Colonial Revival reproduction hardware combines the best of the past and present. Larger manufacturers and artisans are reinterpreting period designs or inventing wholly new ones in the same spirit, producing wares using the oldest of blacksmithing techniques and also the latest in industrial technology.
Industrial Innovations
The hardware that appears in Colonial Revival homes built between roughly 1895 and 1940 may be reminiscent of 18th-century forms, but the methods and materials used to make it were quite different from those of true colonial hardware. Very few artisans were forging iron in 1923—and yet there are hundreds, if not thousands, who do so now. (Today, most work in mild steel instead of iron.) Brass, rare and almost always imported in colonial times, was far more pervasive in the early decades of the 20th century. So too was pot metal, finished and patinated to look like antiqued brass. Almost all of it was made using industrial innovations like casting, plating, and die-stamping, which captured the look without the labor.
Early 20th-century Colonial Revival hardware usually gave away its machine-made origins (even when posing as a colonial strap hinge). With the exception of real hand-forged pieces, that’s still true today; in fact, some designs make no apology for their industrial origins, with obvious seaming and finishes that resemble a heavy coating of rust. It’s often a point of honor that a cast-brass or -bronze entry set has substantial heft, while true colonial hardware was very light because of the scarcity of metal. Revival hardware was heavier, but not so beefy as quality hardware now, which may be solid brass, industrial cast bronze, mild steel, or an amalgam of metals.
Colonial Revival Motifs & Design
Makers of early 20th-century household or architectural hardware spiced up spare and simple colonial designs with motifs borrowed from classical architecture, like egg-and-dart or rope molding, often blending or blurring stylistic elements that were markers of specific styles in the 18th century, including Georgian and Adam. Good reproductions often copy these “revivals,” often with minor adjustments that make them slightly different, thus nudging history’s design timeline along.

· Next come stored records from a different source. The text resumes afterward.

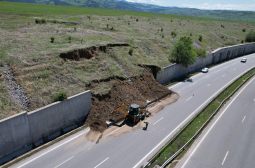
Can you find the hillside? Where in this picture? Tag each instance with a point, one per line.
(91, 49)
(124, 5)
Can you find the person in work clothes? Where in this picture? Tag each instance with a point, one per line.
(146, 125)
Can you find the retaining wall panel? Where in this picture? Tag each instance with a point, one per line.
(14, 133)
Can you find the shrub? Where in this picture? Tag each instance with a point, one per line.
(130, 52)
(200, 52)
(52, 39)
(43, 21)
(183, 52)
(173, 34)
(250, 37)
(60, 96)
(200, 38)
(37, 21)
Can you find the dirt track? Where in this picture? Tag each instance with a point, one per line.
(144, 88)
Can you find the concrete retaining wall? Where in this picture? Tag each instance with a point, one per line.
(175, 71)
(21, 132)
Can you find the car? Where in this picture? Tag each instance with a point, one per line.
(205, 70)
(243, 59)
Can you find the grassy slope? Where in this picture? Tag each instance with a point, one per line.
(36, 64)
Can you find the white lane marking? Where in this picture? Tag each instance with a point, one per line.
(243, 119)
(189, 98)
(184, 122)
(101, 162)
(64, 162)
(158, 121)
(224, 158)
(193, 84)
(213, 125)
(154, 107)
(94, 142)
(53, 149)
(113, 131)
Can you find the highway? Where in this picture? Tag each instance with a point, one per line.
(228, 141)
(135, 147)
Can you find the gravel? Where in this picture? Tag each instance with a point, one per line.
(16, 91)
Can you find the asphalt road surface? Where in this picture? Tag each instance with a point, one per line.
(135, 148)
(228, 141)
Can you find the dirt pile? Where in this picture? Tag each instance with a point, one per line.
(103, 106)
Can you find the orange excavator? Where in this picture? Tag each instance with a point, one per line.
(135, 113)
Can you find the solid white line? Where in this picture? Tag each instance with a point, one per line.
(154, 107)
(158, 121)
(64, 162)
(243, 119)
(101, 162)
(224, 158)
(182, 123)
(189, 98)
(214, 125)
(193, 84)
(53, 149)
(113, 132)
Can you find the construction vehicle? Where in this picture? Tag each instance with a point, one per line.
(135, 113)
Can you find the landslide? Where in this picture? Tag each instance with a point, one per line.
(143, 88)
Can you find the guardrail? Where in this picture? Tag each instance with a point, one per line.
(202, 127)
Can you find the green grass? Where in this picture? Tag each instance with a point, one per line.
(197, 122)
(35, 62)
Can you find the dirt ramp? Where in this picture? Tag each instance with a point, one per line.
(98, 125)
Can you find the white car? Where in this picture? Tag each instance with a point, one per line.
(244, 60)
(205, 70)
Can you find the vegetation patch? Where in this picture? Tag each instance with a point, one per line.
(197, 122)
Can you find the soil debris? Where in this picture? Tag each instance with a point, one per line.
(123, 92)
(88, 53)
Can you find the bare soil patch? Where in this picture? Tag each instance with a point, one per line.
(144, 88)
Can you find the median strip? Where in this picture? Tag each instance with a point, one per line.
(176, 146)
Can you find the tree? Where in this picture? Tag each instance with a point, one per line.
(183, 52)
(250, 37)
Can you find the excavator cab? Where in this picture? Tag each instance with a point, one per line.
(134, 110)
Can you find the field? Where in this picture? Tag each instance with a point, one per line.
(34, 59)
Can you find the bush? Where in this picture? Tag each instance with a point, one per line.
(200, 52)
(52, 39)
(183, 52)
(130, 52)
(250, 37)
(173, 34)
(200, 38)
(43, 21)
(60, 96)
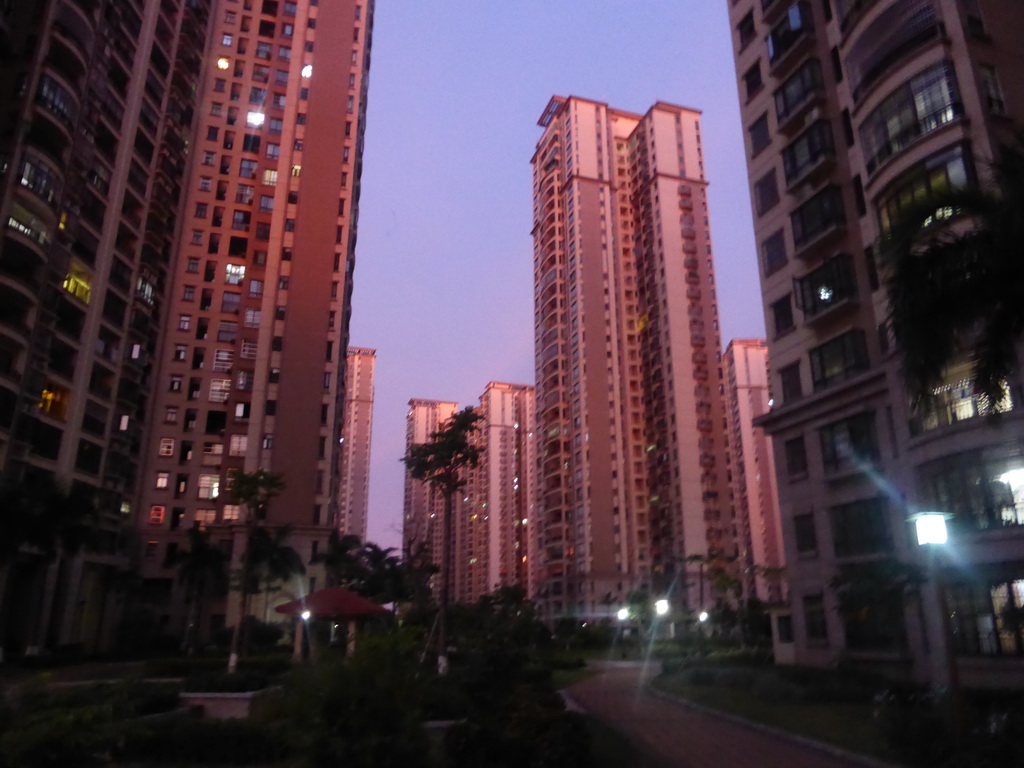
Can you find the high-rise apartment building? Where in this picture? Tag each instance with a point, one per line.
(492, 532)
(631, 458)
(852, 111)
(356, 431)
(754, 493)
(422, 524)
(95, 118)
(252, 366)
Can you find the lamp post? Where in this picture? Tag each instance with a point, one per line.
(932, 535)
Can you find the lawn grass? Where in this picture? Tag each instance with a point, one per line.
(849, 726)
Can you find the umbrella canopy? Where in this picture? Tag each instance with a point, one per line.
(333, 602)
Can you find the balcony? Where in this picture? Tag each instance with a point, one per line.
(830, 286)
(811, 154)
(790, 37)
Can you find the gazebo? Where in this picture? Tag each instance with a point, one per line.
(331, 602)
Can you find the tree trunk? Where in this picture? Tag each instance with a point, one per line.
(445, 581)
(232, 658)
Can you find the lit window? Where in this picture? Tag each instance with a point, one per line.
(235, 273)
(209, 486)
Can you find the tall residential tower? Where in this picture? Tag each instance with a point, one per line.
(96, 108)
(852, 112)
(631, 473)
(252, 367)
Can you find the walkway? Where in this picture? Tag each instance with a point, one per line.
(678, 736)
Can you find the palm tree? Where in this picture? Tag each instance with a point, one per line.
(253, 491)
(954, 267)
(200, 567)
(440, 462)
(272, 560)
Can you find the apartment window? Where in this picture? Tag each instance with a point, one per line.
(796, 457)
(760, 134)
(753, 81)
(781, 311)
(925, 102)
(839, 358)
(805, 535)
(229, 302)
(227, 331)
(790, 379)
(860, 527)
(798, 88)
(893, 35)
(827, 286)
(745, 29)
(818, 215)
(788, 32)
(937, 174)
(235, 273)
(765, 193)
(209, 486)
(219, 390)
(773, 253)
(850, 443)
(808, 151)
(814, 621)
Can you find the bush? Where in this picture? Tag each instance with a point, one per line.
(193, 740)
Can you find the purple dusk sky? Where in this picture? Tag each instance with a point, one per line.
(443, 280)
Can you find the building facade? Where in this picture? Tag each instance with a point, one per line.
(96, 114)
(852, 111)
(753, 488)
(252, 367)
(357, 427)
(631, 478)
(422, 523)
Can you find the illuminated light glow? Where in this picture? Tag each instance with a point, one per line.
(931, 527)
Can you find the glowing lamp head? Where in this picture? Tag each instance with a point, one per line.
(931, 527)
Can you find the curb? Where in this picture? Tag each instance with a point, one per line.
(835, 752)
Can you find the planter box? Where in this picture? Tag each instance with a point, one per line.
(221, 706)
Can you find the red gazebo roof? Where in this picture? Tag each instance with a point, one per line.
(334, 602)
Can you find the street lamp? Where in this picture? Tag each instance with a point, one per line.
(932, 535)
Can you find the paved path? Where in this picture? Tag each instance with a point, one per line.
(675, 735)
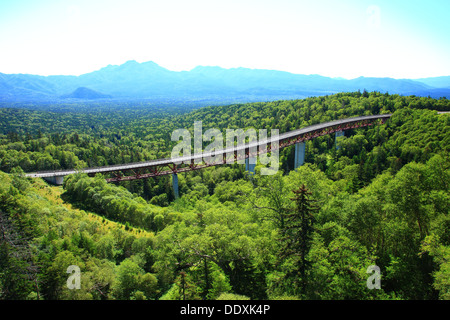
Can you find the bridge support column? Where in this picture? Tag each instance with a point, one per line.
(299, 158)
(175, 185)
(338, 134)
(59, 180)
(250, 164)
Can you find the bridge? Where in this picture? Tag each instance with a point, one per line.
(243, 152)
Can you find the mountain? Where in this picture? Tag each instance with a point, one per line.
(149, 81)
(86, 94)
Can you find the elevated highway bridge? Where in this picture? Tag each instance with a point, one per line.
(247, 152)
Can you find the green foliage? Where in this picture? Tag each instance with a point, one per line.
(383, 199)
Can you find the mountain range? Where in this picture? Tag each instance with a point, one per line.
(149, 81)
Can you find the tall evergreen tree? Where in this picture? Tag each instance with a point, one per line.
(297, 235)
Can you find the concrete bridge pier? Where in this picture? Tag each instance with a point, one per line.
(57, 180)
(299, 153)
(175, 185)
(337, 135)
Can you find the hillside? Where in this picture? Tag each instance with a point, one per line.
(380, 199)
(148, 81)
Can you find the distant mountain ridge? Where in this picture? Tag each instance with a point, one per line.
(149, 81)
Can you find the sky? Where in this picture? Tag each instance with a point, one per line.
(345, 38)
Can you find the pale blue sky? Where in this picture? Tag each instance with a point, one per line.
(348, 38)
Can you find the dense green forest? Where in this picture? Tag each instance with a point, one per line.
(381, 198)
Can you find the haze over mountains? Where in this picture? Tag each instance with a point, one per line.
(151, 82)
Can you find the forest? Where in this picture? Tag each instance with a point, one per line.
(381, 198)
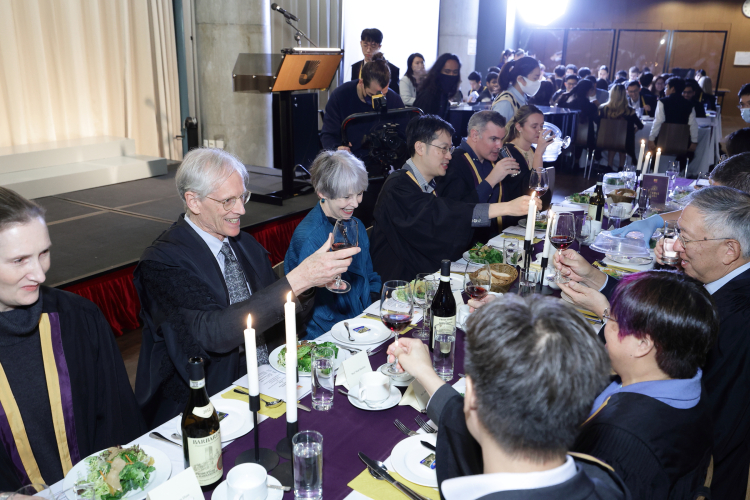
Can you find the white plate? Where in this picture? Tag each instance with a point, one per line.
(406, 457)
(371, 332)
(162, 464)
(238, 422)
(273, 360)
(392, 401)
(399, 381)
(220, 493)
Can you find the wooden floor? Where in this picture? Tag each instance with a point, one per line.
(130, 342)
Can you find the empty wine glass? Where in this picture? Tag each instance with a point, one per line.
(539, 182)
(345, 235)
(396, 312)
(478, 286)
(561, 237)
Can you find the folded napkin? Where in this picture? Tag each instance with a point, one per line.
(273, 412)
(383, 490)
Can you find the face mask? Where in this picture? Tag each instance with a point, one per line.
(529, 87)
(448, 83)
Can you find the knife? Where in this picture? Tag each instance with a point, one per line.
(384, 475)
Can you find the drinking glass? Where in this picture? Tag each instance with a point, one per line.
(396, 312)
(527, 282)
(477, 287)
(444, 354)
(539, 182)
(345, 235)
(510, 251)
(561, 237)
(670, 236)
(307, 450)
(323, 374)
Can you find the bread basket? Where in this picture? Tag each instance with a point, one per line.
(499, 284)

Manufacturers also made it easy for builders to use their products interchangeably, whether the house was Tudor, Spanish Colonial, Mediterranean, or Georgian Revival. Modern crafters have gone even further, introducing designs that are meant to blanket almost any history-inspired house style. At the other end of the spectrum, many offer custom replication services that can produce passage sets or gate hardware that’s impossible to differentiate from period originals.
Hardware Finishes, from Glass Knobs to Brass Cabinet Hardware
Another Colonial Revival innovation was to offer the customer a choice of up to six different finishes, with an emphasis on those that darkened hardware surfaces to make them look old. Contemporary hardware makers may offer up to 40 different finishes on a single item, from raw brass or oil-rubbed bronze to verdigris, antiqued copper, dark bronze and brass, and polished, brushed, or matte nickel, just to name a few.
Naturally, we now have coordinating knobs and backplates in every metal and finish, but the Colonial Revival affection for brass and cut-glass or crystal knobs is back in full force with an explosion of beautiful reproductions and new forms in recent years. There are knobs of hand-blown glass in every color under the sun, plus faceted crystal, and even a modern version of mercury (silvered) glass.